12. Your hero must have a miraculous ability to survive fifty lashes from a cat-o’ -nine-tails without dying, or suffering permanent disability.

13. All housekeepers are wicked, and cruelly mistreat your mill-girl heroine, but the housekeeper always ends up being dismissed without references by the new master of the house, who also marries the mill-girl.

14. As the male author of a naval or military adventure series begins to age, instances of the hero successfully cuckolding an old fool become less frequent, and eventually cease.


by Alan Fisk

Alan writes: I admit that most of these rules were parodied in the Flashman books and in Carry On up the Khyber.

1. No native Indian ruler is to be trusted.

2. The hero pines for England/Scotland (never Wales or Ireland), but never goes there.

3. The hero always has an influential relative with the ear of the Viceroy.

4. The hero always comes up against a sneering Russian aristocrat.

5. The baddies always forget to cut the telegraph wires that carry news to HQ/Ca1cutta/London.

6. Even the most experienced soldiers always set out with insufficient water for the march.

7. Muslims and Hindus never show any inclination to fight each other.

8. There are no Lieutenants; every officer is at least a Captain.

9. All hairy naked wandering holy men are in fact English public school types in disguise.

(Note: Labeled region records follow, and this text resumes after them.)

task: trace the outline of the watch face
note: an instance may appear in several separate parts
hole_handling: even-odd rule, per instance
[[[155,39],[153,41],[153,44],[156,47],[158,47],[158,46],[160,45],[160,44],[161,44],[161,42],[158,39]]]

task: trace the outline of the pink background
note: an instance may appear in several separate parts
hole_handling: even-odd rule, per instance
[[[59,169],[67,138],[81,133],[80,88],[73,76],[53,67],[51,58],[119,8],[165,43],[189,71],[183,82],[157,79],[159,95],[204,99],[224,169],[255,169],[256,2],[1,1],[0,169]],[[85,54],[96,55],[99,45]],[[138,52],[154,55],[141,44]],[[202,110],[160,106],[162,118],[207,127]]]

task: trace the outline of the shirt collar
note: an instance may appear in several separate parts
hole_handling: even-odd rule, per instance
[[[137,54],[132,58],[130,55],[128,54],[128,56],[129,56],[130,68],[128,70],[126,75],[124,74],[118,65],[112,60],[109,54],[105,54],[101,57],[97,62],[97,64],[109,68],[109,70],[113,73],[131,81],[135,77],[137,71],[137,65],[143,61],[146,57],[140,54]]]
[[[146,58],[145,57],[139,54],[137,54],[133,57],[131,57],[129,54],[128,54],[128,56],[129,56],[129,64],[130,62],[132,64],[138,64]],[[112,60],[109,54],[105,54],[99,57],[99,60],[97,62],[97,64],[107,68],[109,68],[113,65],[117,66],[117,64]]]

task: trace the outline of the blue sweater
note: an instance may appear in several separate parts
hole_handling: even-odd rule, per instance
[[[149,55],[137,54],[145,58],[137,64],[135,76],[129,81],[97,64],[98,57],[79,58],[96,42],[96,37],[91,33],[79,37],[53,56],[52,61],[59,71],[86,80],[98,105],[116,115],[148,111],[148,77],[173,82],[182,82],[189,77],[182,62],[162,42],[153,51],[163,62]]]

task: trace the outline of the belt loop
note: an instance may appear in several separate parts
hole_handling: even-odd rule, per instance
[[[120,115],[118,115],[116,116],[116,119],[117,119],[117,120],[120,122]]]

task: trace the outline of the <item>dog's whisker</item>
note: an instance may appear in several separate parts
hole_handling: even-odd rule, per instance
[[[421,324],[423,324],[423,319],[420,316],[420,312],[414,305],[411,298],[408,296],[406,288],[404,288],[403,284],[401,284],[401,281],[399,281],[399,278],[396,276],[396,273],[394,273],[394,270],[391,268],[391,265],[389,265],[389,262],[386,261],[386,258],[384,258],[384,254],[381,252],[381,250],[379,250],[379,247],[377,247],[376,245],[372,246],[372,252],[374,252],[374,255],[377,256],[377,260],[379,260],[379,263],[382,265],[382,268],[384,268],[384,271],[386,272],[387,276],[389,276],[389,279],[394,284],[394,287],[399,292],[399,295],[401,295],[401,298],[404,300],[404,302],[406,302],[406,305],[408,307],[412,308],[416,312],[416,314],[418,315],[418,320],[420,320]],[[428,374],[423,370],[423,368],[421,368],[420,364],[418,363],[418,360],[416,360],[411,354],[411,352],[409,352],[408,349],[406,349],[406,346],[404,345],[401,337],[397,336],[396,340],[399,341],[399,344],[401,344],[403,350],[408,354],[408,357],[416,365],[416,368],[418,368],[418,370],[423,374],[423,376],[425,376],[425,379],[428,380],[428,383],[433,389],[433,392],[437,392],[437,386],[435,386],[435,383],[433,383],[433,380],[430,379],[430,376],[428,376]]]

10. Railway lines are curiously absent from the India of Ripping Yarns.

All of us who joined in this discussion had great fun satirising these cliches, but as with all satire, there is a serious, morally-improving lesson here: we should all avoid unconsciously repeating these tired old plots and characterisations yet again. For an instructive parody, John Barth’s novel The SotWeed Factor, set in seventeenth-century Maryland, sends up almost every tired old story element: amazing coincidences, vital diary extracts that can only be obtained after strenuous adventures, and which always break off at the most tantalising moment, etc., etc. I’ve only been able to find an American edition still in print, from Anchor Literary Library, August 1987 ISBN 0-385-24088-0, price $18.95.

Alan Fisk lives in London. Because of reading too many Roman historical novels, he is fat, bald, sleazy, decadent, and grasping (see the Rules for Writing Classical-Set Fiction) and is the author of The Strange Things of the World (1988), The Summer Stars (1992 and 2000), Forty Testoons (1999), Lord of Silver (2000) and Cupid and the Silent Goddess (2003). His homepage is at



  1. Hi,
    You might be interested in my own take on ‘The Rules’:
    Cheers, Alianore.

  2. “No matter what the time or place of your novel, your hero/heroine must have the views of a right-on politically-correct person in a Western country circa 2000 A.D.”

    So true – this made me just sit and giggle. I’ve read a lot of historical fiction and the one thing that always drives me nuts (to throwing books at the wall – gently of course – can’t be too mean to a book) is their 20th century ideals. Someone in the South in the Civil War believed in slavery…but you’d never know it from historical fiction!